Gather and promote when complexity warrants it. When intents accumulate into something too complex for a single agent session, use camp intent gather to combine them and camp intent promote to create a festival. Not every intent needs promotion -- many are directly actionable.

Keep ready/ stocked. Fully planned festivals waiting in ready/ mean zero delay when agent capacity opens up. One fest promote and the next session can start immediately.

Check the queue regularly. fest list shows festivals by lifecycle status. camp intent list shows upstream ideas.

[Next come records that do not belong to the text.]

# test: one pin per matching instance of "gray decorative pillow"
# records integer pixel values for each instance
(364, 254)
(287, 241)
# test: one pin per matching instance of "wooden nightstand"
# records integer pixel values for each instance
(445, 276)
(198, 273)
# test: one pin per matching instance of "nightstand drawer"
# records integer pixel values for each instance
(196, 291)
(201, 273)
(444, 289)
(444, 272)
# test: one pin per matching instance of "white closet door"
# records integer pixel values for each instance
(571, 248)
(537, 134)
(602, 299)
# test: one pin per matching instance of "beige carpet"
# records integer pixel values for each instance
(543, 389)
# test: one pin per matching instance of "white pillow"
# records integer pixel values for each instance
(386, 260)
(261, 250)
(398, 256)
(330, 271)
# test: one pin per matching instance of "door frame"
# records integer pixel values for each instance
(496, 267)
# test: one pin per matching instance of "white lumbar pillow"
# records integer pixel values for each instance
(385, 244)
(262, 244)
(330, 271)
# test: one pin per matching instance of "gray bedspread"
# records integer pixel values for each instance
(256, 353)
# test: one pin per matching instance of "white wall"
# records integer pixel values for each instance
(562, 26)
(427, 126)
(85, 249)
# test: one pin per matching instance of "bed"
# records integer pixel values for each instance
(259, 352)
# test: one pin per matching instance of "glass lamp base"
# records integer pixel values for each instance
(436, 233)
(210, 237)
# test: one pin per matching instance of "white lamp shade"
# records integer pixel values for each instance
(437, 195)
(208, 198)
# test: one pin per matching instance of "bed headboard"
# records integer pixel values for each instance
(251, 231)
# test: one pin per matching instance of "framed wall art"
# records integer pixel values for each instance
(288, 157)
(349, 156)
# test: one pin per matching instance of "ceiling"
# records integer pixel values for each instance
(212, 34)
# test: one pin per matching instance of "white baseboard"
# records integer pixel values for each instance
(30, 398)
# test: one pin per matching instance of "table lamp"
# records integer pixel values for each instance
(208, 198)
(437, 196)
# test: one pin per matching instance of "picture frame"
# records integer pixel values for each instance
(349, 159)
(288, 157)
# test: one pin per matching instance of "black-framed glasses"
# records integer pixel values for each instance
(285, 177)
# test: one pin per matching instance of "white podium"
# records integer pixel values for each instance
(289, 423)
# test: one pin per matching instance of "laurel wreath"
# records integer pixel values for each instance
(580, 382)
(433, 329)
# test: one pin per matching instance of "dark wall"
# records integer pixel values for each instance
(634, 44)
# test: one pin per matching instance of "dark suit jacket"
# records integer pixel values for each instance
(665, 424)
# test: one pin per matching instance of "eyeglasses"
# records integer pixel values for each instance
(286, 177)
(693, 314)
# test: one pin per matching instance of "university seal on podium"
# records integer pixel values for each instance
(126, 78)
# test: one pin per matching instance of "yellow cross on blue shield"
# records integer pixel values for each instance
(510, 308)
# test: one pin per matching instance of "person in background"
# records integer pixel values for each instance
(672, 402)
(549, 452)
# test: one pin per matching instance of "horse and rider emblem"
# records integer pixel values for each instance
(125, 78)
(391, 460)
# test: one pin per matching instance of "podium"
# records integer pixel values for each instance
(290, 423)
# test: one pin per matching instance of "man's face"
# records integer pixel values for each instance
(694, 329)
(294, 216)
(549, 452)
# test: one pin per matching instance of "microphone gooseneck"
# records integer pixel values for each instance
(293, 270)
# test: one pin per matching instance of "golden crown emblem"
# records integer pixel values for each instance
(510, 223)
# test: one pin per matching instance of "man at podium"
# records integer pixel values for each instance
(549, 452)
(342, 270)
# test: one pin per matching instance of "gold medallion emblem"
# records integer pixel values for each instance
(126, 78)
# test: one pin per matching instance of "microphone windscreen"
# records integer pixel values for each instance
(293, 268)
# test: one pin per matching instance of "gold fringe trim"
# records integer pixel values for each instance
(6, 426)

If ready/ is empty and active/ is finishing, you're about to hit the bottleneck.


Within a Festival

When a single festival is large enough to benefit from internal parallelism, sequences provide it.

Parallel Sequences

Sequences within a phase that share the same number prefix can run simultaneously:

  • 01_backend/ and 01_frontend/ -- same prefix, no dependency, run in parallel
  • 02_integration/ -- depends on both, runs after

Within a single sequence, tasks with the same number are also parallel:

01_backend/
├── 01_user_model.md         # Parallel
├── 01_api_endpoints.md      # Parallel
├── 02_integration.md        # After all 01_ tasks
├── 03_testing.md            # Quality gate
├── 04_review.md             # Quality gate
└── 05_iterate.md            # Quality gate

Quality Gates

The testing-review-iterate gates at the end of each sequence are sync points. If a sequence fails its review gate, fix the issues before starting dependent sequences. Gates exist to catch problems early -- skipping them moves the cost downstream where fixes are harder.


Festival Rules for Teams

FESTIVAL_RULES.md matters more when multiple agents or humans work on the same festival. It codifies quality standards, coding conventions, and process requirements that all workers follow. Without it, different agents make inconsistent decisions about code style, error handling, test coverage, and what "done" means.

Write festival rules before execution starts. Every agent reads them before its first fest next. The rules template in .festival/templates/ can be customized to match your team's standards -- see Agent Workflows for details.